Segundo a sentença, o valor da indenização será destinado ao Fundo Estadual dos Direitos da Criança e do Adolescente. Além disso, o influenciador está proibido de produzir novos conteúdos que exponham imagem, voz ou história de crianças e adolescentes.

Já as plataformas deverão tornar indisponíveis os conteúdos já publicados.

O conteúdo

De acordo com o processo, o influenciador abordava crianças que vendiam doces ou salgados em semáforos e pedia que elas relatassem suas histórias de vida, dificuldades e sonhos.

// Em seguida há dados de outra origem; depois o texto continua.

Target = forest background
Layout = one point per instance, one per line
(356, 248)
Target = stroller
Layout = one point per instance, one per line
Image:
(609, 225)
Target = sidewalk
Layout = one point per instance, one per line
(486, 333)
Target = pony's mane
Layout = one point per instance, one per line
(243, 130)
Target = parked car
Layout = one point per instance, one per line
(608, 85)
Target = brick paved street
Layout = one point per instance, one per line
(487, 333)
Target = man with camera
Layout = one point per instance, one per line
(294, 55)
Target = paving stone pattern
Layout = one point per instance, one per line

Os vídeos mostravam rostos, nomes e idades dos menores, sem qualquer medida para preservar suas identidades. Nas gravações, Elias também elogiava os jovens por estarem trabalhando e ajudando as famílias.

Ainda conforme os autos, o influenciador já havia sido advertido anteriormente e chegou a se comprometer a remover os conteúdos e produzir vídeos desestimulando o trabalho infantil, mas não cumpriu o acordo.

Na decisão, o juiz Fábio Aparecido Tironi afirmou que a proteção de crianças e adolescentes no ambiente digital é uma extensão da doutrina da proteção integral, prevista na Constituição.

Segundo o magistrado, usar a imagem de menores em situação de vulnerabilidade para gerar engajamento ou lucro viola diretamente a dignidade da pessoa humana e o princípio do melhor interesse da criança.

O juiz também rejeitou o argumento das plataformas de que não teriam obrigação de monitorar conteúdos previamente.

De acordo com a sentença, a jurisprudência do Superior Tribunal de Justiça estabelece que, em casos envolvendo direitos fundamentais de crianças e adolescentes, o princípio da proteção integral deve prevalecer sobre as regras do Marco Civil da Internet.A decisão ainda cabe recurso.